I’ve spent the last several minutes trying to figure out how to best articulate my definition of what a close relationship is. I have a few of them but I can’t nail down the words. My primary close relationship is with my wife. Any other close relationship I have with anyone else falls beneath the umbrella of my primary relationship with my wife Keri. We chose each other. Time and circumstances have shown me that I made the better choice. She could have done better. Hers is the only opinion that matters to me about…anything. I think it was my oldest son who told me once that the reason I had no friends was because I didn’t care what others thought about me…except for his mom.

As it turns out I can’t define it. Let me explain what it looks like. I have a daughter who at this time is a young woman. Once upon a time she trusted me…she trusted me with something that as a father was profoundly difficult to hear…to understand…to accept. It doesn’t really matter what she told me. What mattered in the moment was a thought I kept thinking while she labored through the process of unpacking her heart. The thought was: “No matter what this girl tells me…it will not change how I feel about her…how I love her. What matters is that at the end of this conversation she has no doubt that her dad loves her.” At the end of that encounter my opinion is that she realized my opinions remained intact and that my love and acceptance of her were never really issues on the table. I suppose that, at least for me, a close relationship is one where I can confess anything without fear of being rejected. A close relationship is one where I can hear whatever one has to tell me and they realize that it doesn’t matter: I am still loved…still accepted.

On one hand I have five fingers. If each finger represented a close relationship I have with a person in my family, I would have one or two fingers extra. I can’t help but think that one or some of my children will read this and recognize that they aren’t as close to me as they thought…maybe disappointed…maybe hurt…maybe neither…maybe jealous…maybe pleased, I don’t know. I have learned that I can’t decide that I’m going to have a closer relationship with anyone. I’ve also learned that two people can’t mutually decide together that they’re going to have a closer more intimate association. It hasn’t worked that way for me. It can’t be humanly manufactured…this thing that I want. My life has shown me that there also must be a catalyst…an agent of change…up until now some life changing event…usually tragic…something orchestrated by God. A thing he allowed with no consideration for how it would wound me. In at least one regard I am like God. I have very little regard for the opinion of others as it concerns the things I do. I’m not sure that quality speaks very highly of me.

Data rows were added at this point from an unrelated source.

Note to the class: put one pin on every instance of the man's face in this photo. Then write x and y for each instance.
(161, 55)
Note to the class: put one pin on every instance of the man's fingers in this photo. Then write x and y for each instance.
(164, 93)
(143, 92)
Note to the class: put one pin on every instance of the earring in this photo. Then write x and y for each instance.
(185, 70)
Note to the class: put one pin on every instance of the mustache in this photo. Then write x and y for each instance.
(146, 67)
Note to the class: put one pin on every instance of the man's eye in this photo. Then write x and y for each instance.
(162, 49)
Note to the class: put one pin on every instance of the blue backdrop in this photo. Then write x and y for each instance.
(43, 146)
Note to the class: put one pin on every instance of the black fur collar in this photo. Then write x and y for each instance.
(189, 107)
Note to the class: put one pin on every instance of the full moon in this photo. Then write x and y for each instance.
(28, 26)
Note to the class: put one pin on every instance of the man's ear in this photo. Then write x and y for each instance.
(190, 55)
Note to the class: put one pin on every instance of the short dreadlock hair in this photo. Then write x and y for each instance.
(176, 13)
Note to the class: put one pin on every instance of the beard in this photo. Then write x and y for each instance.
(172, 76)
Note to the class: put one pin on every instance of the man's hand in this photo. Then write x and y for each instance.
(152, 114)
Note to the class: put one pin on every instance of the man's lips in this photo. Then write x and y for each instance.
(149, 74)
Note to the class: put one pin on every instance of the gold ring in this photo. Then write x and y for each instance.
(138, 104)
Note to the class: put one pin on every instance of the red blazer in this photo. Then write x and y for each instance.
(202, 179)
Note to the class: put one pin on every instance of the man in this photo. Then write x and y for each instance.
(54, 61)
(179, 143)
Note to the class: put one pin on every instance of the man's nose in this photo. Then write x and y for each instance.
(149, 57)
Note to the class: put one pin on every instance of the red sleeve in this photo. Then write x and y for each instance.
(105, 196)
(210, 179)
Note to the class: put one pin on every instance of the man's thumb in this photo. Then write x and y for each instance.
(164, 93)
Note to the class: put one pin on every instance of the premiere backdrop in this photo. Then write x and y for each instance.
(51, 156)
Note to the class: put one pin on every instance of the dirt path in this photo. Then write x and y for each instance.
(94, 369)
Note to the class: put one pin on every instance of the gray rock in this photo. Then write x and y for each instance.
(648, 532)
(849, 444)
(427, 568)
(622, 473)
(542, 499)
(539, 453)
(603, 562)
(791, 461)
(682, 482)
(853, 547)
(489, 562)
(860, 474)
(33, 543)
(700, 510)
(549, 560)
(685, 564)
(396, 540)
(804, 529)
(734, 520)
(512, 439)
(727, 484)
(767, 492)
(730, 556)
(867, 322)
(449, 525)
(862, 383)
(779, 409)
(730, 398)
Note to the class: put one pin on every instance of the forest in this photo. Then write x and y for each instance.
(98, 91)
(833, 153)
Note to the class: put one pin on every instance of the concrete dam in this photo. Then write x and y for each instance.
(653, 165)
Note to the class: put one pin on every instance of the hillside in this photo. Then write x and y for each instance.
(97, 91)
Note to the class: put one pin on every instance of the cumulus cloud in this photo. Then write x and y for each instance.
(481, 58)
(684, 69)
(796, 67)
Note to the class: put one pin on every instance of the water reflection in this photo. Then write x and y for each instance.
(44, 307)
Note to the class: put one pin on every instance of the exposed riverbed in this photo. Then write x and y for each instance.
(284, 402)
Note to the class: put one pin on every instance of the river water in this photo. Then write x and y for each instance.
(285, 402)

I want to have an extraordinary relationship with every single one of the children God gave me. What I don’t want…is the price God has extracted from people I love…my children…to make an extraordinary relationship with me possible. So if a child of mine reads this and recognizes that they are not one of my three or four “fingers” and they want to be…don’t worry it’s just not time yet. Some day something will happen…something difficult…something painful…something tragic…something I will hate God for allowing…that brings them home to my heart.

3 Comments

  1. Somewhere along the way, I learned the feeling of being loved, being a part of, feeling valued and accepted is contingent on my value to the person, I am trying to be loved by.

    Is it normal? I think it is our normal. I have felt complete love and acceptance from two people in my life (so far). I did not have to earn the love, nor perform to keep it.

    I have spent emotional energy, trying to fit in, trying to be lovable, be unreplaceable, and at the root of it, not be abandoned. Now as it turns out, I have been going about it all wrong.
    —Brene Brown stated, “Fitting in is about assessing a situation and becoming who you need to be to be accepted. Belonging, on the other hand, doesn’t require us to change who we are; it requires us to be who we are. “

    I am wrapping my head around the idea, that I am enough, I was born, love me! I am perfect just the way I am.